Guest lecture business process improvement was the focus of our session at the Faculty of Organizational Sciences, where we shared how we approach real projects at Simplify.
Our colleagues Michael Vučeljić and Tamara Svorcan shared what working on real projects actually looks like. We didn't go into theory. Instead, we talked about real situations. The kind where everything seems clear on paper, but once implementation starts, the real challenges begin to surface.
A big part of the conversation was about how we approach process analysis. This is where things usually go wrong. It often looks like a quick step, something teams rush through. In reality, it's the part that determines whether a project will just be delivered or actually create an impact. When analysis isn't deep enough, implementation exposes it quickly.
We also addressed AI automation, but without overselling it. AI can speed things up. It can process large volumes of data and support decision-making. But it doesn't fix a broken process. That's why, in our work, we introduce AI only when there is a clear structure and understanding of what needs to be improved. This approach aligns with broader real-world applications of AI automation in business, which are becoming increasingly common in practice.

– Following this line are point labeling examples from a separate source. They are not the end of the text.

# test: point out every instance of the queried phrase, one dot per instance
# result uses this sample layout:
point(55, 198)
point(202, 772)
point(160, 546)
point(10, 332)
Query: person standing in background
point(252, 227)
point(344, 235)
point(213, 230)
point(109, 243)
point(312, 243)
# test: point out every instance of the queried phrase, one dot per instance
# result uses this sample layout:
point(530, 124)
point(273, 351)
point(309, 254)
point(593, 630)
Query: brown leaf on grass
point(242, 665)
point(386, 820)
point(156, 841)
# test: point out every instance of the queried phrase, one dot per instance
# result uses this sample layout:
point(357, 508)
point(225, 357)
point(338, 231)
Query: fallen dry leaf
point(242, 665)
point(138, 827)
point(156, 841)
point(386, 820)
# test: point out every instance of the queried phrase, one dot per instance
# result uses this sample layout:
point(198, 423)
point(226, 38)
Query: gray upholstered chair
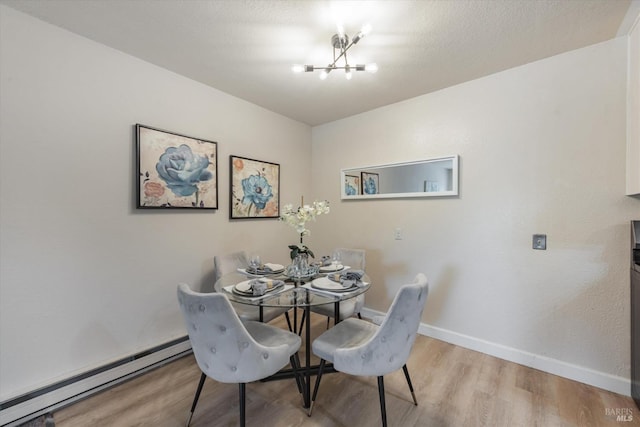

The most valuable part of the session came from the students' questions. Direct. Practical. Honest. What happens when a team resists change? How do we deal with clients expecting faster results than what's realistic? How do we know a process is truly improved?
These are the same questions we deal with in real projects.
And that's exactly why sessions like this matter.
For us, business process improvement is not something that stays on slides. It's hands-on work. With people. With systems. With real constraints. Sometimes it moves fast. Sometimes it doesn't go as planned. But when it's done right, the results are clear and measurable.